India has been steadily increasing its installed solar power capacity. In the financial year 2014-15 alone, nearly 950 MW of solar power was added, pushing the total installed capacity beyond 3000 MW. The growth is attributed to the National Solar Mission, state solar policies, and increased enforcement of the Renewable Purchase Obligation.
Globally, India ranks as the fifth-largest power producer, and it is also the fifth-largest producer of wind energy. By March 2014, India had an installed power generation capacity of 245 GW. The country’s solar potential is vast, with the photovoltaic installed capacity growing at a compound annual growth rate (CAGR) of 49.5% between 2010 and 2014. The Jawaharlal Nehru National Solar Mission aims to generate 20,000 MW of solar power by 2022.
Depreciation in the Solar Power Sector
Depreciation refers to the reduction in the value of an asset over time due to use, wear and tear, or obsolescence. Assets can be categorized as tangible or intangible. Tangible assets include physical properties such as machinery, buildings, and land, while intangible assets include non-physical properties like patents, trademarks, and goodwill.

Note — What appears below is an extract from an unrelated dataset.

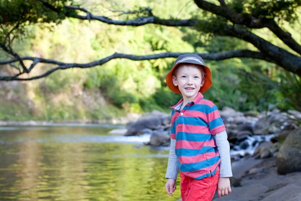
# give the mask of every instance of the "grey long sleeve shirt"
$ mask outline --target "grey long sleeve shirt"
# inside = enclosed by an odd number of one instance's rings
[[[222,131],[214,136],[214,137],[221,158],[219,176],[221,177],[232,176],[230,158],[230,146],[227,140],[227,132],[226,131]],[[165,178],[177,180],[179,167],[178,167],[178,159],[176,155],[176,140],[171,139],[171,148]]]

Under Section 32A of the Income Tax Act, 1961, the permissible depreciation rates are defined. For solar energy assets, various devices, including flat-plate solar collectors, solar cookers, and solar power systems, qualify for a depreciation rate of up to 80%.
Accelerated Depreciation
To incentivize solar power generation, the Government of India allows an 80% depreciation in the first year of the commissioning of a solar power plant. This accelerated depreciation encourages entrepreneurs to enter the solar power generation market.
For example, if a solar power plant costs Rs. 7 crores, the company can claim 80% depreciation on the cost of plant and machinery. After deducting costs for land (eligible for only 10% depreciation), the total cost of the plant would be approximately Rs. 5.15 crores after the depreciation benefit.

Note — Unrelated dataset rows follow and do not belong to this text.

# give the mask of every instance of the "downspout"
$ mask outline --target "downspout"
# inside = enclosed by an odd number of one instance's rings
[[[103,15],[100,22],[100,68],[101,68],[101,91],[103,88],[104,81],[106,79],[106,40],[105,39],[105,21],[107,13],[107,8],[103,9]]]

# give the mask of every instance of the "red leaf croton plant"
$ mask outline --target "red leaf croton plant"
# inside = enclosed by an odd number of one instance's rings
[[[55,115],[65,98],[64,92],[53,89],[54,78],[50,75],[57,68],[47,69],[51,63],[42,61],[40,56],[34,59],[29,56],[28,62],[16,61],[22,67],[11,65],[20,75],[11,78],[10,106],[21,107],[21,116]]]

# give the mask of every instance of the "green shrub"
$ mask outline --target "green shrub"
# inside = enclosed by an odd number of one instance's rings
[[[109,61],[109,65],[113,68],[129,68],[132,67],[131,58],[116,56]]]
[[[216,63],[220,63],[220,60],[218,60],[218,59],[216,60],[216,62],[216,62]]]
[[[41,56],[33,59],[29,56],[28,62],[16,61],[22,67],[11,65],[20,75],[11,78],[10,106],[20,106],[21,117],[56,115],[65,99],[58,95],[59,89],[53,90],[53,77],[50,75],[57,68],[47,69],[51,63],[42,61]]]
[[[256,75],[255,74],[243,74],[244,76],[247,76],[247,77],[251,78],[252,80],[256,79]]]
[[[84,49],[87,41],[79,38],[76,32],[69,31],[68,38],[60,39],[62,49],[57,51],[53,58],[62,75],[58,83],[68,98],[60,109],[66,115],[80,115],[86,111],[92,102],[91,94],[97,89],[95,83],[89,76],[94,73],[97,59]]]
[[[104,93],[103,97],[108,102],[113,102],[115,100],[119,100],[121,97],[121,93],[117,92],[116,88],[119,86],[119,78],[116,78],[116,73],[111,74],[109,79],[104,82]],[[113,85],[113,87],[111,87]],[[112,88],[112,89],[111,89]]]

This accelerated depreciation reduces the project cost and provides significant tax savings, encouraging investment in solar power generation.

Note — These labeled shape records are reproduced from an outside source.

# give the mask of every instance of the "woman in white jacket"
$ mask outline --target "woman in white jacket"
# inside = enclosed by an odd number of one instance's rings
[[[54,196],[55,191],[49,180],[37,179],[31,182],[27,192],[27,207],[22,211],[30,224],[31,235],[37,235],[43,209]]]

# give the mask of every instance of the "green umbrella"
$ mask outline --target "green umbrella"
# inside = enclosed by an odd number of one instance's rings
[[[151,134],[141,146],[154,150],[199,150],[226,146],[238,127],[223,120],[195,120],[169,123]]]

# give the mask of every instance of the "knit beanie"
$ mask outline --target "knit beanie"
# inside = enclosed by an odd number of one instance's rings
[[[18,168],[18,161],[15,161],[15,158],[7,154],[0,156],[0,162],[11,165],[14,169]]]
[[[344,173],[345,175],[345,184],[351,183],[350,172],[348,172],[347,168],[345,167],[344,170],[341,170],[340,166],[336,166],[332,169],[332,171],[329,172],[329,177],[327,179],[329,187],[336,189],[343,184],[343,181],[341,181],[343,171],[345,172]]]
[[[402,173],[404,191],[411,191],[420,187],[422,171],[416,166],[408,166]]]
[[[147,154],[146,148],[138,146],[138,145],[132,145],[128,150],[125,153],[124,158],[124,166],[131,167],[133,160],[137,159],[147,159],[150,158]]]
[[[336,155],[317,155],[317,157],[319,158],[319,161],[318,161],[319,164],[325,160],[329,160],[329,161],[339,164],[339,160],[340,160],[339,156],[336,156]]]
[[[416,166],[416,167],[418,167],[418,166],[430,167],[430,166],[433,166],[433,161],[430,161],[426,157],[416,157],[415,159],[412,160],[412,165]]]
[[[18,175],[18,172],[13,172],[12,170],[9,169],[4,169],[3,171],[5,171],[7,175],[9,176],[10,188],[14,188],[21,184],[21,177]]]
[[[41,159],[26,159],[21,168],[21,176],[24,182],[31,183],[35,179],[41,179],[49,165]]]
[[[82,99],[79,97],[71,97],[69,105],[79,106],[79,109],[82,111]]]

Tax Waiver for Solar Power Companies
Under Section 80-IA of the Income Tax Act, solar power generating companies are eligible for a 100% tax waiver on profits for 10 assessment years, during the first 15 years of their operational life. This is applicable for plants commissioned by March 31, 2017.
Impact of GST on Renewable Energy Projects
The introduction of GST has had varying impacts on renewable energy projects, particularly in terms of the levelized tariff and capital cost. For solar energy projects, the cost of setting up and operations is expected to increase by 12%–16% due to GST implementation. This will affect procurement patterns, especially for off-grid and wind energy projects.
GST Implications on Solar Off-Grid Projects
The capital cost for solar off-grid projects consists of different components such as solar panels, batteries, power conditioning units, cables, and installation costs. The taxation on these components differs based on whether they are imported or sourced domestically. For example:
- Solar Panels (30% of capital cost) are largely imported (80%).
- Batteries (36% of capital cost) are largely sourced domestically (70%).
- Installation Costs (7% of capital cost) are fully sourced domestically.
While GST introduces a seamless tax structure, the taxes paid on inputs, capital goods, and services would continue to be a cost. The GST impact will vary depending on procurement patterns (import vs. domestic purchase) and the exemptions available under the current regime.
Government Exemptions and Concessions for Solar Plants
The government has provided several exemptions and concessional rates to promote the solar energy sector. These include:
- Customs Duty Exemptions: Concessional rates of 5% on the import of machinery and equipment required for setting up solar power generation projects.
- Excise Duty Exemptions: Exemption from excise duties on machinery and equipment used in the solar power generation sector.
- VAT and CST Exemptions: States like Maharashtra, Rajasthan, and Uttar Pradesh have exempted solar energy equipment from VAT and CST.
These exemptions significantly reduce the upfront cost of solar power generation plants and encourage investments in the sector
While India continues to grow as a global leader in renewable energy, especially in solar power, several financial, legal, and tax factors shape the landscape. The government’s incentives, such as accelerated depreciation, tax exemptions, and GST adjustments, play a crucial role in making solar energy an attractive investment. However, the transition to the GST regime may lead to increased costs in some areas, especially for imports. Companies must navigate these changes carefully to maximize the benefits of government policies and minimize the impact of higher tax rates on procurement costs.
By understanding these legal and financial implications, businesses can make informed decisions, reducing their tax burden while contributing to India’s renewable energy goals.